# Nervous cats and building work



## Lucyh (Dec 30, 2010)

Hello

Just wanted to ask some quick advice from those who understand very nervous cats...

My two were born as strays, and although now are very attached to me, are generally completely terrified around anyone else, with any loud noises and hate going in the cat box to new places. (so before anyone suggests, a cattery is out of the question).

I am currently having my loft converted and the builders have agreed to use the scaffolding for as long as possible, so there is noise from upstairs but no people in the house except when they use the loo.

The cats are currently in my room while the noise is going on, when it is very loud they go under the bed but then realise it's not so bad and have been sitting on the bed, even if they still look a bit unsure.... I'm not letting them out as I'm worried they will stay out all day in the cold.

next week the builders have to come in the house to put the new stairs in. It will be noisy and there will be several people in the flat all day.

the problem is that my bedroom is right next to where the work is happening, so it might be too much for them to be in there.

I have another room which is further away from the noise, but as the cats don't generally go in there they are not so familiar with it.

So my question is, are they better off in a familiar place but with the knowledge there are people on the other side of the wall, or in a slightly strange place a bit quieter? 

Any advice?! I know it's not going to be great for them either way, but I suppose it depends whether the familiar smells of my room will be more comfort than a slightly quieter place....


----------



## OrientalSlave (Jan 26, 2012)

Although they hate the carrier, I don't see that that rules out a cattery. A nice quiet one with no dogs around. It's not as if the building work will be done in a day, and you can be sure they are safe and sound at a cattery.

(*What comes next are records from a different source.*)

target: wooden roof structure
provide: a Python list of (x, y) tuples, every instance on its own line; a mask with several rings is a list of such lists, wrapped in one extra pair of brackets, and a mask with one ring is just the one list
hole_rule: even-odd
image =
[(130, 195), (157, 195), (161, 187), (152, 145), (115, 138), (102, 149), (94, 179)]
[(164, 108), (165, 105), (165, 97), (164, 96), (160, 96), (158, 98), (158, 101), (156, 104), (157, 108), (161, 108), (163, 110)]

Part of why they hate the carrier might be that they only ever go to the vets in it, and nasty things happen there. Do you leave the carriers out so they become normal not dangerous?


----------



## Wiz201 (Jun 13, 2012)

If you have another room you can use further away from the noise I'd use that for the sake of a day. Put something familiar in there like a blanket that they use and they should be fine.


----------



## Lucyh (Dec 30, 2010)

Thanks for the replies. The thing is, it's not just the carrier, I think the new environment and strange people would be too much for them. They really are miserable with new people and one of them goes back to being properly feral when he goes to the vets. At least here they are in a familiar environment and I'm here in the evenings.

Good idea about the blankets though. I can prepare it so that they have familiar smells in the spare room, of course!

It's not perfect either way, but I think they would be far more traumatised with strangers in a strange place for a week.


----------



## chillminx (Nov 22, 2010)

When I have had building work done in my house I put the cats in a room as far away as possible from the noise. They managed to settle OK. 

The only thing I would never do is keep the cats at home when some ear-shatteringly noisy work was being done e.g. breaking through an outside wall to create a door way to a new extension. This kind of noise can be heard throughout the house and can make the building shake!  For those occasions I would put the cats in a quiet cattery for a day or two.


----------